In recent years, artificial intelligence (AI) has been introduced for error detection and identification during radiotherapy treatment dose verification. While dynamic treatments such as IMRT and VMAT have become standard practice, dose verification is still performed in a time-integrated (TI) manner (i.e., summed over a treatment beam). However, it has been shown previously that errors can be hidden by TI verification methods, and that time-resolved (TR) methods are preferable [1]. Yet, the use of TR data, and its associated increase of dataset size and computational needs, poses challenges for interpretation of the data and training of AI models for error identification. The aim of this work was to develop an efficient AI method for identification of realistic simulated errors in TR dose verification data.

Material and Methods

Clinically realistic ranges of treatment errors (anatomical, positioning and mechanical) were simulated for 46 lung cancer patients (53 treatment plans, 106 VMAT arcs). TR portal dose images were predicted for CT images and treatment plans with and without errors, and compared using (3%, 3 mm) gamma analysis. The complete dataset consisted of 26659 TR gamma maps, with dimensions 128x128x97 pixels (i.e., 97 segments/timepoints of 2D 128x128 images). For efficient AI model training, multiple instance learning (MIL), a technique novel to the radiotherapy field, was employed. The idea behind MIL is that a data sample (in this work a TR gamma map) can be split in patches (in this work in separate segments) that are used separately as input for the AI model, but the model still learns the label (in this work the error type or magnitude) over all patches, i.e. a complete data sample.
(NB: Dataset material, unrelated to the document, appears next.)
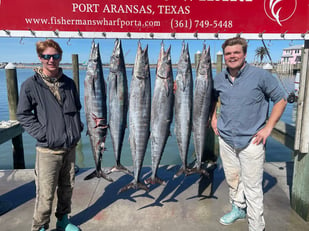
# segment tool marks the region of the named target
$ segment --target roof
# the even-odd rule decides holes
[[[294,45],[294,46],[290,46],[287,48],[284,48],[283,50],[297,50],[297,49],[302,49],[304,47],[304,45]]]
The MIL model (Figure 1) consisted of (1) a convolutional neural network (CNN) for extracting features from each segment of the TR gamma maps, (2) selection of the most informative segments, (3) a memory cell to retain the temporal information embedded in the data, and (4) an encoder-decoder for performing the final error identification. Two of these models were trained for different purposes: 1) classification of the error type (e.g., tumor regression, patient rotation or MLC systematic error) and 2) classification of the error magnitude (e.g., tumor regression > 50%).


Results

Accuracy of the MIL model on TR data was 86% and 74% for error type and magnitude classification, respectively; outperforming a CNN trained on TI data, which scored 79% and 62%. Additionally, step 2 of the MIL model allows some insight into which segments/linac angles are important for the model to identify the correct errors.

Conclusion

MIL is an efficient method for identifying treatment errors in large-scale TR dose verification data. Besides being computationally efficient, it improves error identification accuracy compared to CNNs for TI data, and has the potential to provide insight into model decisions.